Prater overcame the challenge by utilising the 3D model of the station and recognising that the only way to deliver successfully, safely and on time was to unitise the roofing package. After early engagement with the supply chain – including Severfield and Bailey – and discussions with Network Rail and the architect, a decision was made to invest in and build a full-scale constructability prototype in North Yorkshire.
The requirement for Eurosafe was to then develop the layout and strategy for a safety at height system to be installed on the new roof which would allow during construction and for future regular maintenance work. MSA had already been discussing the project with the building’s architects and joined forces with Eurosafe to design a solution that would not only allow their operatives to work safely at height but would also look aesthetically pleasing in conjunction with the new roof.
An additional system was needed to access the underside of the roof area to maintain the structure and essential services such as lighting. Because of the complex geometry of the roof’s wave design, and a number of hard to reach areas, this had to be a completely bespoke design.
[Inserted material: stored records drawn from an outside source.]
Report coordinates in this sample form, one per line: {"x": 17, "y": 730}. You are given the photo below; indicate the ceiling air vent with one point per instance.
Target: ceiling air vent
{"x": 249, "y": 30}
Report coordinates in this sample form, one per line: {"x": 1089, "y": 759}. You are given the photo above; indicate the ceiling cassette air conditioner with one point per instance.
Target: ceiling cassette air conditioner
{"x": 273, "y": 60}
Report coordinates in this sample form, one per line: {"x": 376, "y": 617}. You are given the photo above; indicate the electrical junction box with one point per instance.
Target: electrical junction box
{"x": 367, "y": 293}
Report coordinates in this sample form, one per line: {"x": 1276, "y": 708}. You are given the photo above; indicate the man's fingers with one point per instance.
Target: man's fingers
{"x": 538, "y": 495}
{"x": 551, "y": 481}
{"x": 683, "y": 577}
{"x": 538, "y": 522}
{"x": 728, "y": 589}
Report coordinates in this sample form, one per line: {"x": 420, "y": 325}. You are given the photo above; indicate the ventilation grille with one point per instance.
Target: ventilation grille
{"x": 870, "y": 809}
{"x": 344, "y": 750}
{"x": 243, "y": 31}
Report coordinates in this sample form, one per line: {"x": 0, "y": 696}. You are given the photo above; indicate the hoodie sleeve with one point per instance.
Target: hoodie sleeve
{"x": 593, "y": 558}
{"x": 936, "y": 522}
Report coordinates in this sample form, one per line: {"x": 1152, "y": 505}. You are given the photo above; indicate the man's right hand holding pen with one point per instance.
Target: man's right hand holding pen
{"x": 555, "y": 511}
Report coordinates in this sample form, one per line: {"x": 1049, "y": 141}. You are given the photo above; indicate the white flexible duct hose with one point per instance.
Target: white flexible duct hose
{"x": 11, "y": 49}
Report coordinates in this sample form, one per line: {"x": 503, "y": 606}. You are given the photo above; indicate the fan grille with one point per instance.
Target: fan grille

MSA and Eurosafe enjoy a long and successful relationship, having worked closely together since 2001. Over this time Eurosafe has posed many technical challenges to MSA resulting in the components being used in innovative ways. Together they have been able to provide the most effective solutions for a variety of bespoke environments; London Bridge station was just such a challenge.
Eurosafe chose the MSA Latchways Constant Force Post (CFP) cable system for a complete rooftop fall protection solution. It is the only system approved by Kalzip, who supplied the roof at London Bridge Station.
Installation was complicated by the unusually short roofing sections, a consequence of the roof’s wave design. However, as a result of the CFP system being versatile, the team was able to work with the roofers to decrease the spacing of the CF Post. Six-metre sections of the roof and CFPs were then built off-site, in cassette form, in a factory near Doncaster - before being shipped in and installed. Due to the location, building the aluminium cassettes in situ was not possible and would have represented several health and safety challenges.
The decision to unitise the roofing package and segment 1,100 individual aluminium cassettes – all built within a specialised offsite manufacturing facility – was taken to combat this, ensuring the strict phased timescale for installation was met and the complex geometric design of the canopies delivered.
Prater mounted temporary safety systems supplied by Eurosafe to each cassette so the roofers could join the cassettes together during the construction phase. These were then made permanent by Eurosafe after the roof was completed. An unforeseen advantage of this system was that by working off-site, the amount of scaffolding needed at the station was reduced, providing a valuable cost saving.
Another aspect of the bespoke CFP system was that different length lanyards and harnesses had to be used for specific areas where the roof area was tapered. MSA and Eurosafe were able to offer colour coded lifelines to ensure this was clearly visualised for the user. The team also created bespoke components to link the CFP system around London Bridge station with that of the adjoining building, the Shard.
For the second part of the safety at height provision, Eurosafe installed over 1000 metres of NP01 monorail to the undersides of the roof to carry a cradle for maintenance workers. This enables access to all areas of the new concourse where cherry pickers cannot be used due to restricted space and voids below. The cradle can be controlled remotely from the concourse for testing and employs features such as laser sensors to avoid contact with any part of the structure.
Together, MSA and Eurosafe had to overcome many logistical problems on the new London Bridge structure. Having done so, this project was a great success, helped by Network Rail’s insistence on going the extra mile wherever the safety of its staff is concerned. The phased approach of the project also meant that the project was delivered on time to Network Rail in January 2018.